11 [g]Consider, for example, a skilled woodworker who cuts down a suitable tree,
carefully strips it of all its bark,
and then, with admirable artistry,
produces some article suitable for daily use.
12 The small pieces of wood left over from his work
he burns so that he may cook his food and eat his fill.
13 However, left over among these remnants is a useless piece of wood,
crooked and full of knots,
which he puts aside to whittle at his leisure.
He carves it skillfully during his spare time,
forming it into the likeness of a man,
or makes it resemble some worthless animal,
14 giving it a coat of vermilion and covering its surface with red paint
while smearing over every blemish in it.
15 Then he provides for it a suitable shrine
and places it on the wall, fastening it there with nails.
16 In this way, he takes precautions so that it will not fall,
since he realizes that it cannot help itself,
for, being merely an image, it requires help.
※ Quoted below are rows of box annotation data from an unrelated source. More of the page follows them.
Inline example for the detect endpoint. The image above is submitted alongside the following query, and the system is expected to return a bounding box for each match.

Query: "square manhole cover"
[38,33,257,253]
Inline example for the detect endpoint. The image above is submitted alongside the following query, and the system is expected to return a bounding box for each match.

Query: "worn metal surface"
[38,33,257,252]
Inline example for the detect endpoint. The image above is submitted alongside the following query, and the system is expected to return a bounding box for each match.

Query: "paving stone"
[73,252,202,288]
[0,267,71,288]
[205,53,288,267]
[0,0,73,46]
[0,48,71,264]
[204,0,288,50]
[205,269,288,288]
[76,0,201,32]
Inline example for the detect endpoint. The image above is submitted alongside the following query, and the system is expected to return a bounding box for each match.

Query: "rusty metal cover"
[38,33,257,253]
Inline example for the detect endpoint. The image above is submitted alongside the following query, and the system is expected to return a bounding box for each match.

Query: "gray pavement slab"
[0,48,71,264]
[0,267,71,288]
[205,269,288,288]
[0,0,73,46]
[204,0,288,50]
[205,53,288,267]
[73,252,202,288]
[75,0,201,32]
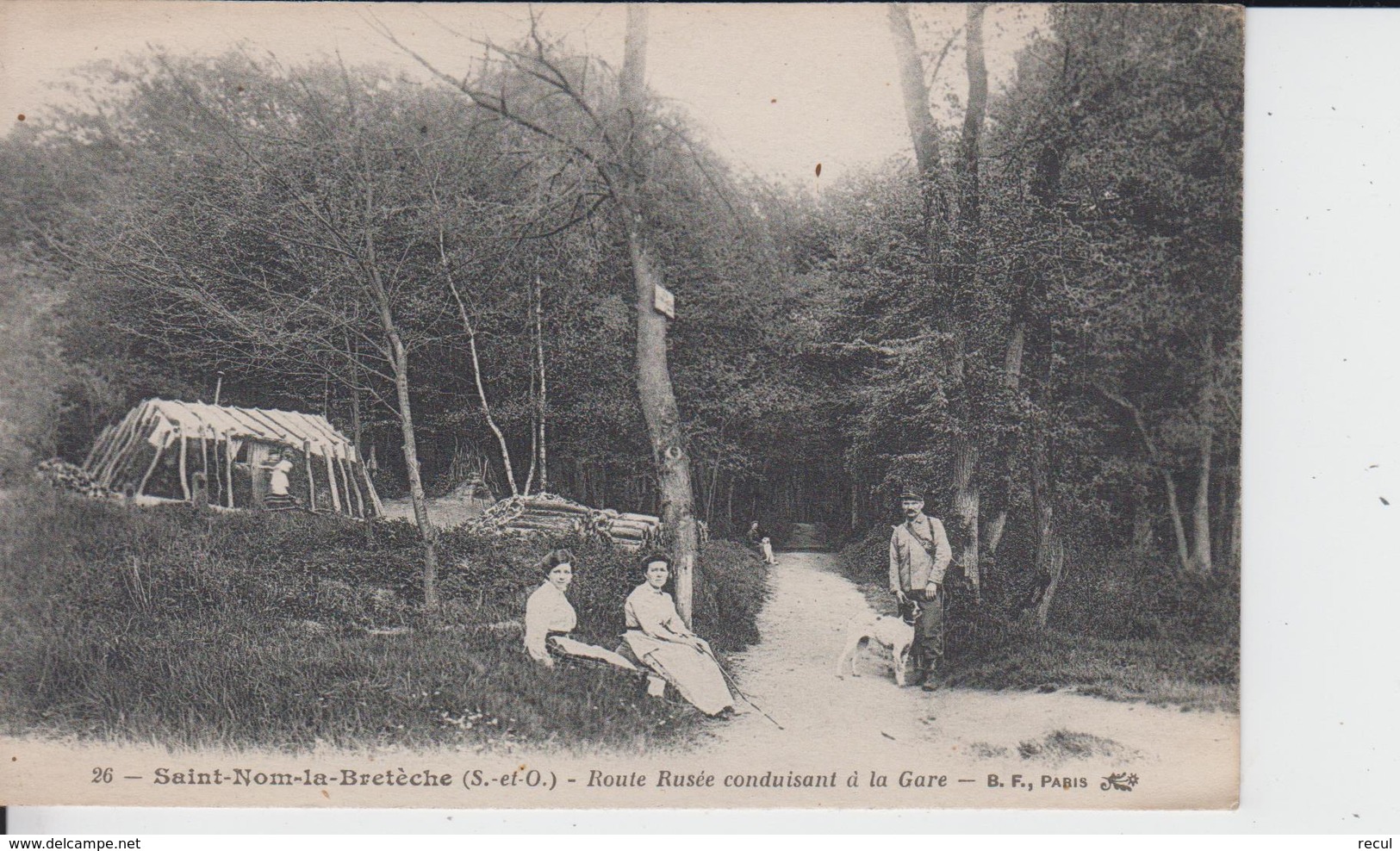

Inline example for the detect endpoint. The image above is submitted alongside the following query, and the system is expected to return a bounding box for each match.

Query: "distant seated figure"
[623,556,734,715]
[264,455,297,508]
[525,550,637,672]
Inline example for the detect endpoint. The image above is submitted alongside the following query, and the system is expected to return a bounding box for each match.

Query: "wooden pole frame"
[136,437,165,497]
[98,409,146,488]
[175,426,195,506]
[327,446,342,513]
[224,432,233,508]
[345,446,370,519]
[301,438,316,511]
[336,457,354,515]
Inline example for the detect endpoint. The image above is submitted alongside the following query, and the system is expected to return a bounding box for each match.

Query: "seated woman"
[525,550,637,672]
[623,556,734,715]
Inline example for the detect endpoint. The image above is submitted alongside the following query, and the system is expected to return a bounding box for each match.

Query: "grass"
[1017,730,1123,763]
[842,531,1239,711]
[0,490,764,750]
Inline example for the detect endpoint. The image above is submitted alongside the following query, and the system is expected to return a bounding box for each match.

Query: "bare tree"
[381,4,699,622]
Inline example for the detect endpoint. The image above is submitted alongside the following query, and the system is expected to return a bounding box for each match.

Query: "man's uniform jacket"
[889,513,954,593]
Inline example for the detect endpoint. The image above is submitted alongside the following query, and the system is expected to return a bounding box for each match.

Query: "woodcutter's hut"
[83,399,383,518]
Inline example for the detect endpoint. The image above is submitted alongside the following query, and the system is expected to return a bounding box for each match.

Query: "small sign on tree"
[651,284,676,320]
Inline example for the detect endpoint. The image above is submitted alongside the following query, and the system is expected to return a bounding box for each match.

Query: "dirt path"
[688,551,1239,770]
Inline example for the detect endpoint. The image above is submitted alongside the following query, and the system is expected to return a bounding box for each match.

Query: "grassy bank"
[0,490,763,749]
[840,529,1239,711]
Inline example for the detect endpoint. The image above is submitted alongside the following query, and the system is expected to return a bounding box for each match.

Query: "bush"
[0,488,762,748]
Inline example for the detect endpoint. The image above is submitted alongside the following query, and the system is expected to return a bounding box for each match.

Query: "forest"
[0,4,1243,657]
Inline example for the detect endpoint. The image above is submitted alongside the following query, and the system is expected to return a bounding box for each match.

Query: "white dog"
[836,614,914,686]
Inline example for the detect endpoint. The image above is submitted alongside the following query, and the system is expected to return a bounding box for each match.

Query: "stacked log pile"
[35,457,112,497]
[472,494,661,550]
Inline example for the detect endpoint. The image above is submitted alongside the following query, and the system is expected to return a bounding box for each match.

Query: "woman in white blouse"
[623,556,734,715]
[525,550,637,670]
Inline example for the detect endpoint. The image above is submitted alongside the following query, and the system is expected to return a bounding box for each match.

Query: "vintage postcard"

17 But when he prays regarding his possessions or his marriage or his children,
he feels no shame in addressing this lifeless object.
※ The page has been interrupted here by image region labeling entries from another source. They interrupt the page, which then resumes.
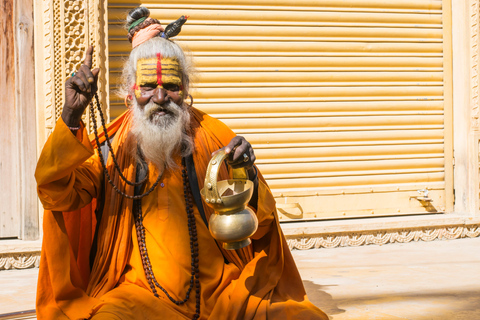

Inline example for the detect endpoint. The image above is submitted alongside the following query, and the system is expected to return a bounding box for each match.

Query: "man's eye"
[140,84,158,91]
[163,83,180,91]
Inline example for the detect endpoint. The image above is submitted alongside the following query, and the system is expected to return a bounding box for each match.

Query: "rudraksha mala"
[134,158,200,320]
[90,92,163,199]
[90,93,200,320]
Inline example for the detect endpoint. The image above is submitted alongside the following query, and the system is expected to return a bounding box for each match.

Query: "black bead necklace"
[90,92,162,199]
[134,158,200,320]
[90,93,200,320]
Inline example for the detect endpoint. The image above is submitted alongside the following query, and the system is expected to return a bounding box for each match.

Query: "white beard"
[131,101,193,171]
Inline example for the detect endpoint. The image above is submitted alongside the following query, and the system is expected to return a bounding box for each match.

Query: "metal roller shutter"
[109,0,453,220]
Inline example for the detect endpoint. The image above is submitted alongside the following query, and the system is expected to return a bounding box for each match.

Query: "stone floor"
[0,238,480,320]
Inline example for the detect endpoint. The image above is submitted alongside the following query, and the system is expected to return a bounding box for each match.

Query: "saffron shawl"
[36,108,327,319]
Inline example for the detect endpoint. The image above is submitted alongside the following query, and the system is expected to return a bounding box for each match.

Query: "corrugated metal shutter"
[109,0,453,219]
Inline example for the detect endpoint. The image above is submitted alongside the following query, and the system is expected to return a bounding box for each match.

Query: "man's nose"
[152,87,168,104]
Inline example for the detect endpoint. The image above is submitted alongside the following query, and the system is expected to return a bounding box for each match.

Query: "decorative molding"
[287,225,480,250]
[470,0,480,131]
[0,224,480,270]
[0,251,40,270]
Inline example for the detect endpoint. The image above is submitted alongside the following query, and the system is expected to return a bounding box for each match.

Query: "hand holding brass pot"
[200,150,258,250]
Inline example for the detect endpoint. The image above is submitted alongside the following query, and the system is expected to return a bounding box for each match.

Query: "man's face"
[134,53,184,107]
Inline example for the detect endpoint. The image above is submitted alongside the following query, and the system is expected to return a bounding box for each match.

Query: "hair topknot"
[126,7,150,29]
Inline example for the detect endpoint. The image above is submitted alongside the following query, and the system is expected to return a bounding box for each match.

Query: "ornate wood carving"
[470,0,480,131]
[287,225,480,250]
[42,0,109,137]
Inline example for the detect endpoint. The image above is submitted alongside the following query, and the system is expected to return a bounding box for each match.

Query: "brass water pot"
[200,150,258,250]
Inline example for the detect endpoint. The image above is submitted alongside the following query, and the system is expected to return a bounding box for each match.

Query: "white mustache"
[144,101,181,119]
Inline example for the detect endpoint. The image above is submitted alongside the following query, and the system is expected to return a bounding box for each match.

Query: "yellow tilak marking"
[135,58,183,97]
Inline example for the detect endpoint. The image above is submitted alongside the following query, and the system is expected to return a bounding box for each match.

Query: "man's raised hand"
[62,46,100,127]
18 In asking for health he petitions something that is weak,
and for life he entreats the dead;
for aid he prays to something totally inept,
and for a prosperous journey he beseeches something that is unable to walk.
19 And for profits, work, and success in affairs,
he asks the assistance of something whose hands are completely immobile.


  1. Wisdom 13:1 For Jews in the first century B.C., the collision between faith in God and the paganism of Egypt was verified in their own conscience. The author sets before them a systematic criticism of the pagan cults, a criticism that is at times simplistic and takes no account of the religious sentiment that animated those who practiced them (see Ps 115; Isa 44:9-20). He does not act as an historian but as a defender of the faith.
  2. Wisdom 13:1 This path that leads to the discovery of God through the beauty of nature, reprised by Paul the Apostle (Rom 1:19-23) and so many contemplatives, remains one of the human and Christian ways to reflect on the existence of God. However, to stop at the creature in the search for God is inexcusable (Wis 13:8), although understandable (v. 6).
  3. Wisdom 13:1 Inherently foolish: literally, “vain.” The same word is often applied to false gods. Those who ignore God and follow idols are as “vain” as such gods (see Jer 2:5; Rom 1:21). Him who is: the sacred Name of God (see Ex 3:14).
  4. Wisdom 13:2 Luminaries of heaven: the Vulgate makes this phrase more specific by replacing it with “sun and moon” (see Gen 1:16). Gods that govern: see Deut 4:19.
  5. Wisdom 13:6 Minimal blame: the blame assigned to those mentioned here is much less than the blame of the wicked dealt with in verses 10; 15:14ff.
  6. Wisdom 13:10 Dead things: the author finds it hard to see why idols are worshiped, for they are without life or power. The forces of nature are at least active and fruitful and so might more readily be mistaken for gods. Above all, however, is the fact that only God is to be worshiped, for he is the “living God” (Jos 3:10; Pss 42:3, 9; 84:3; Mt 16:16).
  7. Wisdom 13:11 In the manner of the Psalmists and the Prophets, the author adopts a tone of irony that heaps scorn on idols (see Ps 135:15-18; Isa 40:19-20; Jer 10:3-5; Bar 6).